Ascape Audio Debuts iPhone Battery Case with Built-In Wireless Earbuds

When we last checked in with Paul Schrems and the team behind Turtle Cell, the Ann Arbor, MI-based consumer electronics startup, it was the summer of 2014. After coming off a year of iteration and business-competition wins, as well as a stint in the University of Michigan’s Desai Accelerator, the company was preparing for a nationwide launch of its iPhone cases embedded with retractable earbuds.

After inking a licensing deal for the iPhone cases, the company rebranded as a new venture called Ascape Audio, a Royal Oak, MI, startup taking some of Turtle Cell’s previous ideas and transforming them for wireless applications. Ascape is in the midst of a Kickstarter campaign for the AmpPack, a battery case that fits a range of iPhones with built-in Bluetooth earbuds that charge while they’re docked. (The earbuds can also be used with any Bluetooth-enabled smartphone independent of the battery case, Ascape CEO Paul Schrems says.)

“The original idea for the AmpPack came about with Turtle Cell,” he explains. “We got a lot of feedback asking for wireless. We thought about launching under the Turtle Cell brand, but the technology hadn’t caught up to our expectations. Bluetooth chips had to get better, so we decided to wait for the technology to mature.”

That day has now come, and Schrems says the AmpPack is like nothing else on the market. Ascape’s competitors, he says, are “status quo” wireless earbuds, such as Airpods.

“Airpods are great headphones, but you have to carry a separate dock to charge them,” Schrems points out. “We’re taking that technology and putting it right on the phone. It’s the same technology, but the packaging is different.”

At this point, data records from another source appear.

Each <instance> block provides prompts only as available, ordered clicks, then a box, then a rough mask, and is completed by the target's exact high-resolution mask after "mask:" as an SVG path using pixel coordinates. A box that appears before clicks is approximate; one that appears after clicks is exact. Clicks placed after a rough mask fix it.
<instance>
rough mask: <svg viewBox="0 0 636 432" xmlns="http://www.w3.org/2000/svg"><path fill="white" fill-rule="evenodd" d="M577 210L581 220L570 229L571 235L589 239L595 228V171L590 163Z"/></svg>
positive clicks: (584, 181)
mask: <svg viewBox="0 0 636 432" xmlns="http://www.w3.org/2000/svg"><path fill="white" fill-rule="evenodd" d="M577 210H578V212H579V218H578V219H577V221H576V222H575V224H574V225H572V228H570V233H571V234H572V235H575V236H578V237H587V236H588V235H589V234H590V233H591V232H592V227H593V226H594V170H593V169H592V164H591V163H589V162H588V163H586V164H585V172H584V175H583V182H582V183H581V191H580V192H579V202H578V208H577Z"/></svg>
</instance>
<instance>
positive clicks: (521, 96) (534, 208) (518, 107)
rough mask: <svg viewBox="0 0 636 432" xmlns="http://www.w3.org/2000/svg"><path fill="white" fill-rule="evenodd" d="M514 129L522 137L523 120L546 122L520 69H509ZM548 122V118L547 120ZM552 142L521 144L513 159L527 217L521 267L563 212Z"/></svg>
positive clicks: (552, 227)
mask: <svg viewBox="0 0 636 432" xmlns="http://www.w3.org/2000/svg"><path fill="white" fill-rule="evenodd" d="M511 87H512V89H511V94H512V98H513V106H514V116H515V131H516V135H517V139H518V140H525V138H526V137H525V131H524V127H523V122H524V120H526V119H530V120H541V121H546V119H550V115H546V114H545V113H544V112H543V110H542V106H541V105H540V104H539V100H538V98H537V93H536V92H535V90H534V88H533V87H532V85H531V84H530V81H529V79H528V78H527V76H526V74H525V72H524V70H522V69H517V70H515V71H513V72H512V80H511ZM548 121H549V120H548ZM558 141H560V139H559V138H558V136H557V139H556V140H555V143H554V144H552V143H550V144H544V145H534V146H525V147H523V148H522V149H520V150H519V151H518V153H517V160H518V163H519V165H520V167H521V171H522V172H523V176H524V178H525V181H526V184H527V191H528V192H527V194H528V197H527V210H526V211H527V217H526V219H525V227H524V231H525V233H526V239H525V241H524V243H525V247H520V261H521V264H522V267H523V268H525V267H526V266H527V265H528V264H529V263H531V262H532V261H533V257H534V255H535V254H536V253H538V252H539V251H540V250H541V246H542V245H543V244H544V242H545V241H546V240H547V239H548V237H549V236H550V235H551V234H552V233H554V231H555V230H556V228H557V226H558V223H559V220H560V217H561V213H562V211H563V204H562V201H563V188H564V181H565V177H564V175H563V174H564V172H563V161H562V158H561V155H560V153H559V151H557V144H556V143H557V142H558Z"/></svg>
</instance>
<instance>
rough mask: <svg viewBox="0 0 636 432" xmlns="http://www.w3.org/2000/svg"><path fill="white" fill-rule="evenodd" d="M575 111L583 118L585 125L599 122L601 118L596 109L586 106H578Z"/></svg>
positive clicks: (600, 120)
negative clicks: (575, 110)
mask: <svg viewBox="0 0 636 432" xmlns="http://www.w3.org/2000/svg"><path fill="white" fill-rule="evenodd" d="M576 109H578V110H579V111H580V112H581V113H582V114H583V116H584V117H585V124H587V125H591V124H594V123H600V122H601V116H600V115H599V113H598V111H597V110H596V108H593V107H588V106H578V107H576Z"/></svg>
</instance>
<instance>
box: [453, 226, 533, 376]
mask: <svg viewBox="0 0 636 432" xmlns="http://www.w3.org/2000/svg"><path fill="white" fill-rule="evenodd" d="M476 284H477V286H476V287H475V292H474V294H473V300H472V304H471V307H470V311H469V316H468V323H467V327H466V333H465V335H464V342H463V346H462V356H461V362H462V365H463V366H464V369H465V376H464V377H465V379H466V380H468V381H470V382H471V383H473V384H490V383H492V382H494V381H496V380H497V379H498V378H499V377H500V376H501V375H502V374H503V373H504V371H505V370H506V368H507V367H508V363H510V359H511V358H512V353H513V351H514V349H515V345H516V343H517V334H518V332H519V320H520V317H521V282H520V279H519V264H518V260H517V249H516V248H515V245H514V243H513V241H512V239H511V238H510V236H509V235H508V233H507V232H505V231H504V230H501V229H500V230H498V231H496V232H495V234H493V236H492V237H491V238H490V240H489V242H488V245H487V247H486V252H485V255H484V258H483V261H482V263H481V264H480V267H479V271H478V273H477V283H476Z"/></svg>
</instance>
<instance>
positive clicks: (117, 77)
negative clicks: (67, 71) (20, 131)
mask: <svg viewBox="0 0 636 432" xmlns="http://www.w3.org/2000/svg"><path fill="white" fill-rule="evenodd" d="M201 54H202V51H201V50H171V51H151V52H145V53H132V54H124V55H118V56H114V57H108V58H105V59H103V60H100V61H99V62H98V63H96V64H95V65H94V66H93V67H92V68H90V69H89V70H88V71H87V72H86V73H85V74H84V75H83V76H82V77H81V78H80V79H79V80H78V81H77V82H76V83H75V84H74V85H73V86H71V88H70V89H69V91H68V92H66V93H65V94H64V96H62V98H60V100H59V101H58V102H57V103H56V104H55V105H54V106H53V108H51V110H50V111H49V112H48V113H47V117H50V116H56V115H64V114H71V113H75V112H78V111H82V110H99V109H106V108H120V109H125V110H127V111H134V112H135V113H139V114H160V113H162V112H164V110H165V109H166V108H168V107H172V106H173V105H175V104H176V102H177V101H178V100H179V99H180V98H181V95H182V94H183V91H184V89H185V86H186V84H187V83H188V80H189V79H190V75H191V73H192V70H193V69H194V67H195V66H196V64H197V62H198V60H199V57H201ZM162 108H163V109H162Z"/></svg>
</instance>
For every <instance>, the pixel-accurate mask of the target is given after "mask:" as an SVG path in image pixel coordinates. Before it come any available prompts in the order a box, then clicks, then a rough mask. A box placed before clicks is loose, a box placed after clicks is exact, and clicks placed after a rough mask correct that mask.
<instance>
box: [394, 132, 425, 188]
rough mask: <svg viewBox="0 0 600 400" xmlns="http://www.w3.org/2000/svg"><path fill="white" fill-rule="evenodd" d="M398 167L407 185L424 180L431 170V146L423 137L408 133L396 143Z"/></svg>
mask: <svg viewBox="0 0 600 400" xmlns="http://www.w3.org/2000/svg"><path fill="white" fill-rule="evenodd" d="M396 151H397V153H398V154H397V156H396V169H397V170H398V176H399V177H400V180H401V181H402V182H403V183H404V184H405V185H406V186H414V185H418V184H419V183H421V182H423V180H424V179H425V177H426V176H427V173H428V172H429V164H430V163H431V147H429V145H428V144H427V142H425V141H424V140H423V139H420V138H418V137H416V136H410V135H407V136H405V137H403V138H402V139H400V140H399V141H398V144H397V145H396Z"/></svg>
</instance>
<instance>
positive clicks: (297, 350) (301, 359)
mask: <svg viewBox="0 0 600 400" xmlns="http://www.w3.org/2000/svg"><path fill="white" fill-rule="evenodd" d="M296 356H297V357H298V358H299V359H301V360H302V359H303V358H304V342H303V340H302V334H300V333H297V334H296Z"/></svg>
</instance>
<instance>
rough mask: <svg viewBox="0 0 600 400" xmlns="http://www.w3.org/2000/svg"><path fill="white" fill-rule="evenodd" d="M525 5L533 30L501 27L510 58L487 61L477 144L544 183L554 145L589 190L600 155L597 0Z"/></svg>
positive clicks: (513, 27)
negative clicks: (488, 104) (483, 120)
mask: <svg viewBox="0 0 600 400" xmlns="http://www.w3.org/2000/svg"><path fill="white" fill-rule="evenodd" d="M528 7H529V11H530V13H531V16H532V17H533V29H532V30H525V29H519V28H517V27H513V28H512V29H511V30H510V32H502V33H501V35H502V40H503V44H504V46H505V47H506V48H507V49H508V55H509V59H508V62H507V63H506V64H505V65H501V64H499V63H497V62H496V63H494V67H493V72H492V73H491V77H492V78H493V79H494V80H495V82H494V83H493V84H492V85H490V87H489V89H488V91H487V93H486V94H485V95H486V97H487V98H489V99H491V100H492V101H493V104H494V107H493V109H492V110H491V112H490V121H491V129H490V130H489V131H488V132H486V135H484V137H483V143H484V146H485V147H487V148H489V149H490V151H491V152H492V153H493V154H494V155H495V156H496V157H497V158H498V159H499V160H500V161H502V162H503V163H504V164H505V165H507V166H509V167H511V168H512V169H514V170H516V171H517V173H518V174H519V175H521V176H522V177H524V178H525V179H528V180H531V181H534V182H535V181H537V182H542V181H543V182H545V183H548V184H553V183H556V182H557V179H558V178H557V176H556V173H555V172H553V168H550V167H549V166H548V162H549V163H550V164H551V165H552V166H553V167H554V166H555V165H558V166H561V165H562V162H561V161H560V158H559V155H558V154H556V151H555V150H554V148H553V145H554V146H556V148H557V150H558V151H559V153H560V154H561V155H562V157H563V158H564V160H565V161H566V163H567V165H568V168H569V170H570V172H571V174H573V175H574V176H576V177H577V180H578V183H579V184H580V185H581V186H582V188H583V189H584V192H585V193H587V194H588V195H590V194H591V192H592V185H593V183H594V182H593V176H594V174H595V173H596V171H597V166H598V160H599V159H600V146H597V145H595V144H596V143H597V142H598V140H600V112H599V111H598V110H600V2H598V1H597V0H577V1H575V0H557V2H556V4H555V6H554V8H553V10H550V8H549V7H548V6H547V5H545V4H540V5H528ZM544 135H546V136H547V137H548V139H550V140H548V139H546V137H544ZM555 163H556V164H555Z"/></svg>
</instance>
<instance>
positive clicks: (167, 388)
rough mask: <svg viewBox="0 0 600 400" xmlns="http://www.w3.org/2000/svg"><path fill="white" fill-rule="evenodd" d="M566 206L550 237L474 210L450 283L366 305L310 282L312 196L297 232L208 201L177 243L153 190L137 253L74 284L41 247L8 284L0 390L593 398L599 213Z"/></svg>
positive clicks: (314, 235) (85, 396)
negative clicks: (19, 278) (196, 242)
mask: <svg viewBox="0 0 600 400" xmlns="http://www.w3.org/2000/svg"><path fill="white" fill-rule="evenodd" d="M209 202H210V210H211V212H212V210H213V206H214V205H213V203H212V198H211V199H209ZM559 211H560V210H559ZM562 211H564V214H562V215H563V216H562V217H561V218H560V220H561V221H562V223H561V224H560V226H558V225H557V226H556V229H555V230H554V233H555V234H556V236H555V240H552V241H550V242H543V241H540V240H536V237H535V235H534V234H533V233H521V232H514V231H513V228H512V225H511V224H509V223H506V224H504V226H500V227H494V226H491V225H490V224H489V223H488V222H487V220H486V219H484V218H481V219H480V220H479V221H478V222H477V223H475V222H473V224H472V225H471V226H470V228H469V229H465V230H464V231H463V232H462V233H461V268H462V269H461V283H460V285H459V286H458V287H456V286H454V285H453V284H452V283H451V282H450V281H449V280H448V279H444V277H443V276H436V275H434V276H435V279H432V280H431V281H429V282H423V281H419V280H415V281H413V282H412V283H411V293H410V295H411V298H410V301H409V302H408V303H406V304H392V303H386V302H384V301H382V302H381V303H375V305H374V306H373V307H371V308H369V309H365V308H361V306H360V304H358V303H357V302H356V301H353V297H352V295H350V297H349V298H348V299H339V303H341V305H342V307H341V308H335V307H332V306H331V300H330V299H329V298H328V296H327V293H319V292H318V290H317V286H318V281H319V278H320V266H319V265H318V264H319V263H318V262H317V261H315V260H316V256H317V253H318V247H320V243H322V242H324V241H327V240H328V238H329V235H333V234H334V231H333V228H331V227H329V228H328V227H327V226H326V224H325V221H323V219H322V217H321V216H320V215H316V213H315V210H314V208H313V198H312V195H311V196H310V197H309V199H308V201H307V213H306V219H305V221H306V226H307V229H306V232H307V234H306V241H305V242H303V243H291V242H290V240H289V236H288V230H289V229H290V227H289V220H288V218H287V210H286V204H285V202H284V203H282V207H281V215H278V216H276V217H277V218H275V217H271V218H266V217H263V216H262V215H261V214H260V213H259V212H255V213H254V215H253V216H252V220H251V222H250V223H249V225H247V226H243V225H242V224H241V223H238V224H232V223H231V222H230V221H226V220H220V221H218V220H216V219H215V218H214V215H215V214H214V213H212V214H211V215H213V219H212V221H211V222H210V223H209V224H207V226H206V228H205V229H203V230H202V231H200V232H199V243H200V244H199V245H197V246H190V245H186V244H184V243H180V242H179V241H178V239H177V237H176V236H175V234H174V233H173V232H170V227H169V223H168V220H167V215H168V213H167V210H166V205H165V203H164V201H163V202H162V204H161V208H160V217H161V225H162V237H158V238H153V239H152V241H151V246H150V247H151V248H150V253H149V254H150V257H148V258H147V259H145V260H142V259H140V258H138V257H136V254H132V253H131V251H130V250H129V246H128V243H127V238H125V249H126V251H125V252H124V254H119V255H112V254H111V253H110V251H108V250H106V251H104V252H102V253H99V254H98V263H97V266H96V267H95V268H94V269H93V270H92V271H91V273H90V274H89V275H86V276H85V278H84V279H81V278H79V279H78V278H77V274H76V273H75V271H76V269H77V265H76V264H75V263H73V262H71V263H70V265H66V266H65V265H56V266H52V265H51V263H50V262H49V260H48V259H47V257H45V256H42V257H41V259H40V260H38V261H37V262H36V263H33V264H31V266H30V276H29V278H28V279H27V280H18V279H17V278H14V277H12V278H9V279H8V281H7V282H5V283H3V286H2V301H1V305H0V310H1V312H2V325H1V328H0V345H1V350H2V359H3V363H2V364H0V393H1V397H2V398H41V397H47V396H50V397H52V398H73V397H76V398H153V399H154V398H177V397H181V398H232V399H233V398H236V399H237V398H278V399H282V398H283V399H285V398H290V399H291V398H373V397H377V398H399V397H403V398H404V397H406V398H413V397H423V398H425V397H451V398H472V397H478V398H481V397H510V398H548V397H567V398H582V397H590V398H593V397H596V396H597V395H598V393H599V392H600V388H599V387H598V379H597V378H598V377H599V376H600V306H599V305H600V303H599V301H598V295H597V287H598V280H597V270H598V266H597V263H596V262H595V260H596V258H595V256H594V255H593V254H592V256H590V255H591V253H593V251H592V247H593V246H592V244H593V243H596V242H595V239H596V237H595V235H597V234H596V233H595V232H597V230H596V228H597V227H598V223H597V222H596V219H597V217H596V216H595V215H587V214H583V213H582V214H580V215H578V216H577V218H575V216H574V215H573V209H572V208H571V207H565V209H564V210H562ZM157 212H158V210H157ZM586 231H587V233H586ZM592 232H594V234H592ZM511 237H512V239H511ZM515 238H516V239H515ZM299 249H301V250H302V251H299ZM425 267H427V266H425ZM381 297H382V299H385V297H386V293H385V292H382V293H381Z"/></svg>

Schrems says as users pull their earbuds out of the AmpPack, they automatically connect with the phone to stream audio, and they automatically resume charging once re-docked. There’s no app interface required, though the company may build one in the future. Ascape is still figuring out what the retail price will be, but he expects it to be between $199 and $249.

Schrems says Ascape hasn’t needed to seek investment capital, and he doesn’t think it will be necessary to deliver to its Kickstarter backers. Scaling into global retail, he says, is “another ballgame.” For that, Ascape will look to raise a $1 million Series A round late this year, he adds.